Proposed changes aim to provide additional growth opportunities in suitable locations, incentivise employment and enterprise land uses and ensure central Sydney continues to attract people, business and investment through an improved public realm. These changes provide greater certainty, efficiency and transparency in realising the growth opportunities in central Sydney.
“If we want Sydney to maintain its status as a global city and economic powerhouse, it’s vital that we safeguard economic floor space whilst allowing residential development to continue in the city centre,” said the Lord Mayor.
The proposed planning controls, contributions plan and draft Central Sydney Planning Strategy will be on public exhibition for two months.
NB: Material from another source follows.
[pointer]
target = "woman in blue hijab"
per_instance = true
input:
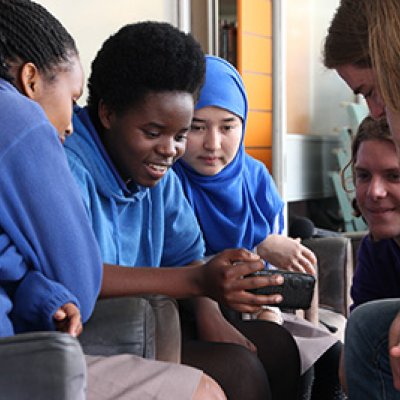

The 10 key elements of the strategy include:
- Prioritising employment growth and increasing capacity for employment in central Sydney;
- Ensuring tower sites consider wind, sunlight, public views and setbacks to deliver a better experience for the public on city streets;
- Enabling employment growth throughout the CBD, particularly in new tower clusters that are positioned to protect key public spaces from overshadowing and deliver design excellence;
- Ensuring transport and local infrastructure keeps pace with growth and that Sydney is inclusive of all members of society;
- Moving towards zero net energy for all buildings accessing growth opportunities in the tower clusters and elsewhere in central Sydney;
- Protecting, enhancing and expanding central Sydney’s heritage, public places and spaces. This includes progressing plans for three new squares along George Street – at Circular Quay, Town Hall and near Railway Square – to provide precincts that improve the liveability of the city centre;
- Strengthening of public open space, accessibility and connections to make moving around the city easier and more enjoyable for workers, residents and visitors;
- Promoting design excellence by requiring all towers and major development to go through the well-regarded design competition process;
- Monitoring outcomes and responding to issues that arise to ensure central Sydney’s ongoing success;
- The simplification and unification of central Sydney to reabsorb The Rocks, Darling Harbour, Ultimo (The Goods Line, Central Park and UTS) and Central Railway to Cleveland Street. Having a single consent authority and framework will make planning more consistent and reduce red tape, uncertainty and hurdles.